La clave de este perverso sistema lo dio el ministro del Interior, Enrique Riera, quien intentó explicar el apoyo al delincuente político como precio para la gobernabilidad. Admitió que “si el presidente de la República hubiese tenido una actitud permanente de cuestionamiento a miembros por la conducta individual de algunos referentes de la Cámara no se hubiese podido hacer ni la mitad de lo que se hizo”.
Riera fundamentó el perverso trueque del vale todo. No en vano el país es el paraíso de la narcopolítica y la corrupción. Es un viejo sistema el negociado de votos en el Congreso a favor del Poder Ejecutivo. No es gratis el apoyo de los liberocartistas ni de ex payistas. Dos de estos últimos tuvieron que ser eyectados por la vergüenza que les causaba (Yamy Nal y Chaqueñito). Mantienen la lealtad de los otros a fuerza de prebendas: Cargos públicos, viviendas sociales, negocios con el Estado.

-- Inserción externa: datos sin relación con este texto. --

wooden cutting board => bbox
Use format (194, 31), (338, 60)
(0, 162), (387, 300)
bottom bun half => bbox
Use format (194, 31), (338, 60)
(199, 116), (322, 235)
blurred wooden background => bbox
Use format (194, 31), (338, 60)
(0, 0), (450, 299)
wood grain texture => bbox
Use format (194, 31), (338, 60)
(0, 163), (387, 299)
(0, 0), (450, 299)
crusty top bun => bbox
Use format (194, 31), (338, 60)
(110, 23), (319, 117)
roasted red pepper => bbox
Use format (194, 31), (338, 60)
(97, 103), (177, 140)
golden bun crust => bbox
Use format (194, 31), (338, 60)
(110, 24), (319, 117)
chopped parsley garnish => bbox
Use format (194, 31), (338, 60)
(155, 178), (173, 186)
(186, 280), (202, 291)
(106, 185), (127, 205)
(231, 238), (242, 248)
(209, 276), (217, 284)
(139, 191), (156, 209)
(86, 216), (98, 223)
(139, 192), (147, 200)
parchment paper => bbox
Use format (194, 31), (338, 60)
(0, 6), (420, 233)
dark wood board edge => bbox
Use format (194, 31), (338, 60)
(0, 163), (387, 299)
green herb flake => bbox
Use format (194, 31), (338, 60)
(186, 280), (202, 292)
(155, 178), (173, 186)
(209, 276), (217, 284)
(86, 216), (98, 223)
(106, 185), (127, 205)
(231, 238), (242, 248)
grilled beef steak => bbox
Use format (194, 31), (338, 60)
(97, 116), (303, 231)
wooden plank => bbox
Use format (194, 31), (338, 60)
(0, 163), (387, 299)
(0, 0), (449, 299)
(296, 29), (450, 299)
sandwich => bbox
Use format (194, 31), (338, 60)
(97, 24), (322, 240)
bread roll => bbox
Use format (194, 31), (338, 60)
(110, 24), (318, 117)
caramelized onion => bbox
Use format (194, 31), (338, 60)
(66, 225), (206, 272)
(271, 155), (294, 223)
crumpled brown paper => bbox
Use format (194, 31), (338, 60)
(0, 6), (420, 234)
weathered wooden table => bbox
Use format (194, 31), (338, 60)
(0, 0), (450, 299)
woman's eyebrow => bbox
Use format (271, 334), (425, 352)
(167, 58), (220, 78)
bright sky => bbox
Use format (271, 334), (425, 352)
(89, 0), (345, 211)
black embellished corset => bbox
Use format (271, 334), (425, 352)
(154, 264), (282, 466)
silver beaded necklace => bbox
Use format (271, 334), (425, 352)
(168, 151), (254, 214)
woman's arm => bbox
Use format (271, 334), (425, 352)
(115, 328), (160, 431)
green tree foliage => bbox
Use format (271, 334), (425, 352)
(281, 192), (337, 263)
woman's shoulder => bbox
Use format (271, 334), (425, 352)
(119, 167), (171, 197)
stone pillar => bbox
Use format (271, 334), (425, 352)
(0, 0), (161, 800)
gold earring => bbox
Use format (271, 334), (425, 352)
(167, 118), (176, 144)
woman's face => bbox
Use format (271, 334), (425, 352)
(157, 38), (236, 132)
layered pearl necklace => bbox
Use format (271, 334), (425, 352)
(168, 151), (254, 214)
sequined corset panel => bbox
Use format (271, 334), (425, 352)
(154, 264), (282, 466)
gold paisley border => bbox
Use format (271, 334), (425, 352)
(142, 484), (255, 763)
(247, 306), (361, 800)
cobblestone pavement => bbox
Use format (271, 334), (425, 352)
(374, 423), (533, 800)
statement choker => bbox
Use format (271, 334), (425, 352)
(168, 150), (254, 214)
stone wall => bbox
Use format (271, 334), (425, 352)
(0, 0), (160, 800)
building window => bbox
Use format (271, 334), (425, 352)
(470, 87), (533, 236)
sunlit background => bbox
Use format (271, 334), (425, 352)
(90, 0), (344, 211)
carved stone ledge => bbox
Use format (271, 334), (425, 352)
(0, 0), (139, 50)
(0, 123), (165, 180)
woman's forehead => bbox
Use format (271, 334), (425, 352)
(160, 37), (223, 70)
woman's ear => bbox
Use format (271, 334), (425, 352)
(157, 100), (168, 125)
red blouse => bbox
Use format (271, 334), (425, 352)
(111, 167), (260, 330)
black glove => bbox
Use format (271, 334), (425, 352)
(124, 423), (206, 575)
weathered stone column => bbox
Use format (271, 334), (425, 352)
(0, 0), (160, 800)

El tsunami de la corrupción aplasta todos los días la esperanza de la gente que no está vinculada al sistema de privilegios.
En época de elecciones vemos cómo precandidatos a intendentes, a concejales, aprehendidos por vínculos con el narcotráfico, al abigeato y asaltos varios. La mayoría responde al partido de gobierno, oficialistas y disidentes. La Cámara de Diputados cajoneó el pedido de intervención de siete municipios salpicados por corrupción. Un botón de muestra que exhibe que el problema no es de movimientos ni liderazgos, sino de un partido político controlado por la corrupción.
Por ello, el victimismo es una ofensa a la sociedad
Es una reveladora forma en la que demuestran su inconformidad con los fiscales y jueces valientes que metieron la cuña para agrietar el perverso sistema de protección e impunidad.
Es un grito de venganza. “Si se llevan a uno de nosotros, queremos a diez de ellos”.
- “El tsunami de la corrupción aplasta la esperanza de los que no están vinculada al sistema de privilegios”.